Ex-rebelles et civiles: même combat

RFI: Les populations civiles et les anciens rebelles se retrouvent-ils paradoxalement, à vivre la même angoisse de l’avenir ?
A.M:
Pour ce que j’ai pu observer la situation dans les camps de cantonnement est à peu de choses près la même que celle dans les camps de déplacés. Malheureusement le nombre des personnes déplacées s’accroît tous les jours et complique davantage les opérations de secours. Dans ce pays, on compte entre trois et quatre millions le nombre de personnes qui vivent dans les camps de réfugiés. Cela donne la dimension de la tragédie que vit le peuple angolais en ce moment.

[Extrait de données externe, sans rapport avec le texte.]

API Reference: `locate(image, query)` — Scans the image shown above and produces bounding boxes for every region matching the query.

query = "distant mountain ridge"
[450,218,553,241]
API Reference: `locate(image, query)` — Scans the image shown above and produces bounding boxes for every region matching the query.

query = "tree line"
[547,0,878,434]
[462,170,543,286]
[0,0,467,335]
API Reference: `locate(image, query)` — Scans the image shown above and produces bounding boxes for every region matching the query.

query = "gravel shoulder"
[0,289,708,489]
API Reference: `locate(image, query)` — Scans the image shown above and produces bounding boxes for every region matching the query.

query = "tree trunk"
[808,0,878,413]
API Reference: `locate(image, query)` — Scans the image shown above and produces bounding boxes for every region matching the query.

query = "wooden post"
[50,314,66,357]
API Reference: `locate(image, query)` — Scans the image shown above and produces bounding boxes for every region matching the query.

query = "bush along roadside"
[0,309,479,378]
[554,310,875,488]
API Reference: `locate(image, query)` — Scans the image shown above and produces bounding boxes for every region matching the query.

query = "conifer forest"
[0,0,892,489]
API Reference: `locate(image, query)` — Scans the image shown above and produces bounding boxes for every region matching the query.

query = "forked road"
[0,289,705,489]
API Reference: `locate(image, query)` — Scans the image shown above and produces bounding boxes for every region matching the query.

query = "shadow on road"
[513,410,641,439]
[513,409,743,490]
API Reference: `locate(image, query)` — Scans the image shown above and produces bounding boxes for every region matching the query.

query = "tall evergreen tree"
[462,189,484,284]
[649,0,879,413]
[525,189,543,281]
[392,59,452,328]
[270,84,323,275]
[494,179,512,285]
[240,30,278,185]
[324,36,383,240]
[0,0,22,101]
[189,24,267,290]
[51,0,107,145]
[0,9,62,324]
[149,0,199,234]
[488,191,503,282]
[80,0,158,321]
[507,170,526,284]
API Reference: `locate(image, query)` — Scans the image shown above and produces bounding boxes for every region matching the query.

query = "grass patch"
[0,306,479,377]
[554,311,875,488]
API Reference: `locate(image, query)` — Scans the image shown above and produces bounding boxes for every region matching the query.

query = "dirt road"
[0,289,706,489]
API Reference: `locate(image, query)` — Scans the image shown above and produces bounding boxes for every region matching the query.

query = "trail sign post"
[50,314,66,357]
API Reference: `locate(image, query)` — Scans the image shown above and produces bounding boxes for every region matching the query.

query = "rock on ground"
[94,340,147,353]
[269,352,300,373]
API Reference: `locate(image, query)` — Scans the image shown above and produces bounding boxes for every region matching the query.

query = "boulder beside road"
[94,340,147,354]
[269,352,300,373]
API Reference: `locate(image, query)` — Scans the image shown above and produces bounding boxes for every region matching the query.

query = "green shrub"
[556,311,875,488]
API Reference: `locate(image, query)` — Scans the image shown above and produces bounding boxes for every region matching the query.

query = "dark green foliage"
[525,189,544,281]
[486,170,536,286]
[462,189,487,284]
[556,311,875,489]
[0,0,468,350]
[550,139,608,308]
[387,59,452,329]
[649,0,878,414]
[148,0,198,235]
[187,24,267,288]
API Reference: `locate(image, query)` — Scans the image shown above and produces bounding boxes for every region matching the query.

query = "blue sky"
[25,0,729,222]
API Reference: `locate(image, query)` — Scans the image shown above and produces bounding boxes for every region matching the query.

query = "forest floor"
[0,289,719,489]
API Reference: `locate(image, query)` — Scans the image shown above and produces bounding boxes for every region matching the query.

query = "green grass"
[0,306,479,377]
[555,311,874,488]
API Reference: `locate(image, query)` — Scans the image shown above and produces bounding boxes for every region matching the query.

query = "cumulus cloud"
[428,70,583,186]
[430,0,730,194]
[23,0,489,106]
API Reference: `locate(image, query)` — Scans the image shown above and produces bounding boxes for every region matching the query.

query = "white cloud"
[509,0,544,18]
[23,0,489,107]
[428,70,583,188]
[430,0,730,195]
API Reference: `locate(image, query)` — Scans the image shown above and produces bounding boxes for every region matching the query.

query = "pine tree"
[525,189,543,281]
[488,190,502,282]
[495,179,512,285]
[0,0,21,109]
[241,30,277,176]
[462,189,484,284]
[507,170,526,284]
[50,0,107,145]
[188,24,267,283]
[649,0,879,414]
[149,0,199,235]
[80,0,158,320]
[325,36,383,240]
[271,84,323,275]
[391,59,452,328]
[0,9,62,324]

RFI: Avez-vous remarqué des mesures concrètes prises par le gouvernement pour pallier rapidement ces difficultés ?
A.M:
Pratiquement aucune ! Le gouvernement semble bien dépassé par les événements. Les autorités ont, dans certaines régions, tout simplement oublié d’entretenir sur dans tous les domaines les camps qu’elles ont elles-mêmes ouverts. A Chipindo par exemple, on a découvert 20 000 personnes qui n’ont strictement rien à manger. On m’a rapporté sur place que la situation était pire dans de nombreux autres camps où on meurt tous les jours.

RFI: Après ces constats et états des lieux, y-a-t-il aujourd’hui des plans de sauvetage concrets ?
A.M:
Il y a eu des mesures exploratoires du PAM, mais cette organisation est un appareil très lourd de l’ONU. Il fera un rapport qui sera adressé à New York, que des experts étudieront avant de prendre des décisions. Alors que la demande est toute simple, les gens veulent manger point. Par ailleurs MSF bien que présente concrètement n’a pas vocation à nourrir mais à soigner. C’est pour cela que les demandes des organisations humanitaires doivent être prises en compte assez rapidement avec une urgence absolue pour que ces populations soient sauvées.

RFI: Quelle est la capacité de réaction du gouvernement angolais avant que les opérations humanitaires de grandes envergures ne soient déclenchées ?
A.M:
C’est la grande question. La capacité de réponse du gouvernement. J’ai pu, lors de mon séjour, discuter avec des ministres et des hauts fonctionnaires. Ils montrent tous leur grande préoccupation, mais l’entreprise est d’une telle taille aujourd’hui qu’on se demande si le gouvernement n’avait pas pu ou n’avait pas su apporter un début de réponse quand il le fallait. Plus de 350 000 soldats de l’UNITA et leur famille, 3 à 4 millions de personnes au bord de la famine, sont dans une situation de nécessité absolue. Par ailleurs, les bailleurs de fonds et les pays donateurs sont de plus en plus réticents à donner de l’argent à l’Angola. Ils disent qu’ils ont déjà suffisamment fait par le passé sans que rien n’ait vraiment changé. Ils disent aussi que l’Angola est un pays riche, exportateur de pétrole, de diamant et d’autres minerais rares. Et cette attitude contribue aussi à mettre aujourd’hui l’Angola dans une situation catastrophique. Le pays est au bord du gouffre.

RFI: La préservation de la paix dans ce pays passe-t-elle nécessairement par le règlement de la question humanitaire ?
A.M:
Les responsables du PAM m’ont clairement avoué que les stocks dont ils disposent ne suffisent aux besoins auxquels ils sont confrontés. Sans le sursaut de la communauté internationale, ils seraient bientôt obligés de réduire la ration des uns pour alimenter les autres. Dans ces conditions on tombe inévitablement dans une spirale dangereuse où l’insécurité grandit, où des bandes armées organisent des trafics. Bref, on imagine bien le chaos dans lequel le pays pourrait replonger, si rien n’est immédiatement entrepris par la communauté internationale.